Auch die Betriebsumwelt stellt aufgrund der variablen Betriebsstrukturen eine Herausforderung dar: Selbst wenn auf einem Betrieb viele Tiere bewertet wurden, ist nicht garantiert, dass die Ergebnisse auch auf andere Betriebe übertragbar sind. Dies würde vor allem Daten von vielen verschiedenen Betrieben benötigen. Es gibt zwar grundsätzlich Auswege aus der Situation, wie zum Beispiel vortrainierte KI, welche quasi „unfertig“ ausgeliefert werden und erst durch den Landwirt „angelernt“ werden müssten. Bis zur Praxisreife wird es aber noch dauern.
Assistenzsystemen gehört die Zukunft
Der Betriebsleiter wird auch in Zukunft die entscheidende Instanz auf dem Betrieb bleiben, aber immer mehr von KI-gestützten Assistenzsystemen profitieren. KI wird also maßgeblich die Zukunft der Tierhaltung bestimmen.

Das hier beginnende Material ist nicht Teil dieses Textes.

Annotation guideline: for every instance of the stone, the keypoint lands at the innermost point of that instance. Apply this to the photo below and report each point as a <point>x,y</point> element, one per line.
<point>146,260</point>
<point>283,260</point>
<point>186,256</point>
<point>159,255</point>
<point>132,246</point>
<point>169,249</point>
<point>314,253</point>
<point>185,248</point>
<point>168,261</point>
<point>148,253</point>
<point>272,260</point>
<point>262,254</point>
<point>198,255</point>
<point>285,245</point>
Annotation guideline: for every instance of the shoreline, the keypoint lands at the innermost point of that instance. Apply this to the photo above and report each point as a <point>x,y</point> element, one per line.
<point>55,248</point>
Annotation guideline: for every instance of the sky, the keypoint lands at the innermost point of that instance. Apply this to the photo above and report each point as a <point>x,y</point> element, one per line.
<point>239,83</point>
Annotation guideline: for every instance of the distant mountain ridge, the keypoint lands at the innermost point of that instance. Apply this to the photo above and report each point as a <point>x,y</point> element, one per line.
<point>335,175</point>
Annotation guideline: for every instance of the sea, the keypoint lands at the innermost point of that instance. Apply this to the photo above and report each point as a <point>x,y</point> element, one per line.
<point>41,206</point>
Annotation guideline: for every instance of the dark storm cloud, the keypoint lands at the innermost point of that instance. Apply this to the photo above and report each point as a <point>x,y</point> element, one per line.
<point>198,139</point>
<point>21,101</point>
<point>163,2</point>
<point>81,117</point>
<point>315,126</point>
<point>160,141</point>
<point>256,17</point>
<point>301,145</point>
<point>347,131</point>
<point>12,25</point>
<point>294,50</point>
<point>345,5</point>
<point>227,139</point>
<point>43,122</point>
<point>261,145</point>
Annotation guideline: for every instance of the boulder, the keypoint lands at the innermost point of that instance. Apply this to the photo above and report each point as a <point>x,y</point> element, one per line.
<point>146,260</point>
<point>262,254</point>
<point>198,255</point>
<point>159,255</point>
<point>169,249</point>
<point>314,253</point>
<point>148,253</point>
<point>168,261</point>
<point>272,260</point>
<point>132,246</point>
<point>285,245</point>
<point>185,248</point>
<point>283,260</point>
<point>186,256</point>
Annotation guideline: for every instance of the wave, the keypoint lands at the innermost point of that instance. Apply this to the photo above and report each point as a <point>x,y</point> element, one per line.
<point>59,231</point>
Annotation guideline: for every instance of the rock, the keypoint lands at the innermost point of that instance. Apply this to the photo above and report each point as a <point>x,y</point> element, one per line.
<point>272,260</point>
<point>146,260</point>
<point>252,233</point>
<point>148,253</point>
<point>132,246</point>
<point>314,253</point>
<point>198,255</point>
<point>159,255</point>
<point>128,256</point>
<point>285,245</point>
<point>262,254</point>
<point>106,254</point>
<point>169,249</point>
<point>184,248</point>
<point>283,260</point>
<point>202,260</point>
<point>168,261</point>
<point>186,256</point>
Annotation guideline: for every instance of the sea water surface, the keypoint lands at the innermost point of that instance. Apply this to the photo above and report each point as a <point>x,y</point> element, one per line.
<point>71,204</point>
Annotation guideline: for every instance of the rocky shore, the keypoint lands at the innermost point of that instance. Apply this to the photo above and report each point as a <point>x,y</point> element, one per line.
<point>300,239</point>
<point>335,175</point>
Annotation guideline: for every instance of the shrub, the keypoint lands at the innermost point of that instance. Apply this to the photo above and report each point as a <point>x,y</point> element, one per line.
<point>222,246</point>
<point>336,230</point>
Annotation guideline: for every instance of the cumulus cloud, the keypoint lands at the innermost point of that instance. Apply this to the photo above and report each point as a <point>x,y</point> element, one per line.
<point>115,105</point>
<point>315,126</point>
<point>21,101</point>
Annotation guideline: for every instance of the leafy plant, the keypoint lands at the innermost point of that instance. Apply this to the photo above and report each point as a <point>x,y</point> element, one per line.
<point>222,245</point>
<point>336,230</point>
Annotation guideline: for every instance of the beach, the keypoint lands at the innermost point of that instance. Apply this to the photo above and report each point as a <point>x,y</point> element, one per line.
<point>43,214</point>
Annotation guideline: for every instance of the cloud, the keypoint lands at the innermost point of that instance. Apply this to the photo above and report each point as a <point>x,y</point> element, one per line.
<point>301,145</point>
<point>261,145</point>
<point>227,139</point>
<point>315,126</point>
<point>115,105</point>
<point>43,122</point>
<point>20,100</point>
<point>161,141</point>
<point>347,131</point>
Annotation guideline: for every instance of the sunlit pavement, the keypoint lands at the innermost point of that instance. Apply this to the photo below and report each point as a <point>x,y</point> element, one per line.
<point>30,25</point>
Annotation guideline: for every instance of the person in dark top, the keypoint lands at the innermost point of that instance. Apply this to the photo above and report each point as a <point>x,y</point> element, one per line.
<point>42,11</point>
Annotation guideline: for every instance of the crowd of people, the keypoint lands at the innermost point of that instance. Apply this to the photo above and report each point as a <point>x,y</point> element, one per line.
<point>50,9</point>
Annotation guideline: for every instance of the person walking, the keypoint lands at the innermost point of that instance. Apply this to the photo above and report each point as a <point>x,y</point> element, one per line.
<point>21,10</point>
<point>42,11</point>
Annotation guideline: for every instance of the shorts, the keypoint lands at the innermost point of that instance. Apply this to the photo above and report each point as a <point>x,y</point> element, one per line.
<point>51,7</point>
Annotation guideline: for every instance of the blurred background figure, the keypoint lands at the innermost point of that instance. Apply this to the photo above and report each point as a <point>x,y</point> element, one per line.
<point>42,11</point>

Neue Systeme sind dabei ebenso zu erwarten wie die Weiterentwicklung bestehender – sei es beim Thema Tierwohl, um den Zeitaufwand zu reduzieren, um Leistungseinbußen durch subklinische Erkrankungen zu vermeiden oder um den Einsatz von Ressourcen zu optimieren. KI kann und wird die Produktivität an vielen Stellen deutlich erhöhen.

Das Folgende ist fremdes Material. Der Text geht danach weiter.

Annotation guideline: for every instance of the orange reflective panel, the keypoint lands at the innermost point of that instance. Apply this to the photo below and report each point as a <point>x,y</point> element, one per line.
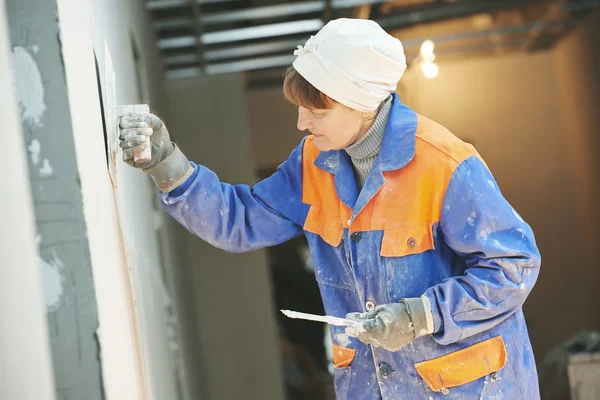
<point>465,365</point>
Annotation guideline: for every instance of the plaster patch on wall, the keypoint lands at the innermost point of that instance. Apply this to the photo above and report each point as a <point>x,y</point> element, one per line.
<point>46,169</point>
<point>34,151</point>
<point>30,88</point>
<point>52,281</point>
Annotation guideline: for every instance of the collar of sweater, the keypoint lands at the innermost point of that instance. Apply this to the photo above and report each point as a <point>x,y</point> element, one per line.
<point>369,145</point>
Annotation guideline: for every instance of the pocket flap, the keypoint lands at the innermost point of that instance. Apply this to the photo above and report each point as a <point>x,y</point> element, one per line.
<point>410,239</point>
<point>328,227</point>
<point>464,366</point>
<point>342,356</point>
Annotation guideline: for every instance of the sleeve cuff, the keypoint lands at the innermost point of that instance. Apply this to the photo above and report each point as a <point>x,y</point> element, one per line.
<point>418,315</point>
<point>428,314</point>
<point>172,171</point>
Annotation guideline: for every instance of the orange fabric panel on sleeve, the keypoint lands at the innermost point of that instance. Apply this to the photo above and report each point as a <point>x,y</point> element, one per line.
<point>328,227</point>
<point>342,356</point>
<point>465,365</point>
<point>328,215</point>
<point>412,195</point>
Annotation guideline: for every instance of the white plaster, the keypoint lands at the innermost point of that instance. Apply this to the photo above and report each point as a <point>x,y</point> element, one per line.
<point>52,281</point>
<point>46,169</point>
<point>34,151</point>
<point>342,340</point>
<point>517,215</point>
<point>30,87</point>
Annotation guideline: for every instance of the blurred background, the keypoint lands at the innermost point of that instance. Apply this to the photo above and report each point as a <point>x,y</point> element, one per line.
<point>102,296</point>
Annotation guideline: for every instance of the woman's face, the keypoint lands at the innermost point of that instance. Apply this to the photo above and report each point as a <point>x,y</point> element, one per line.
<point>333,129</point>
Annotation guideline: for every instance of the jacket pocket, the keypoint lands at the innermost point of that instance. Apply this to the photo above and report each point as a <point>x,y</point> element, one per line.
<point>464,366</point>
<point>327,226</point>
<point>342,360</point>
<point>412,238</point>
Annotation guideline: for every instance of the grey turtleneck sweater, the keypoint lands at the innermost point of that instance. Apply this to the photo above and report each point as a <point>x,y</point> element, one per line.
<point>364,152</point>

Jetzt ist also der richtige Zeitpunkt, das Thema KI bei neuen Investitionen mit zu berücksichtigen. Kompatibilität der unterschiedlichen Systeme ist dabei ein wichtiges Thema und erfordert viel Weitsicht, damit die Technik sinnvoll miteinander kombiniert werden kann und nichts doppelt auf dem Betrieb angeschafft werden muss. Auch ein gewisses Grundverständnis für die KI-Technologie kann hilfreich sein, um zukunftssichere Entscheidungen für oder gegen den Einsatz bestimmter Techniken auf dem eigenen Betrieb zu treffen.
Fallstricke gibt es genug: Ist die Technik praxistauglich? Bringt die KI einen echten Mehrwert? Wann wird ein Akkutausch notwendig? Wem gehören die Daten? Die Rinderhaltung steht erst am Anfang der Entwicklung. Klar ist jedoch schon heute: Innovationen auf Basis von KI werden dazu beitragen, dass die Landwirtschaft zukünftigen Herausforderungen gut gerüstet ins Auge schauen kann.
Fazit
Verglichen mit dem Ackerbau gibt es in der Rinderhaltung bisher wenig praxisreife KI-Systeme am Markt. Gründe für diesen Verzug sind das aufwendige und teure Sammeln von qualitativen Merkmalen im Stall und die fehlende Kompatibilität zwischen den Herstellern. Die Entwicklung der KI-Technologie schreitet jedoch schnell voran. Bestehende und zukünftige Systeme können viele Möglichkeiten bieten, das Herdenmanagement effektiv zu unterstützen.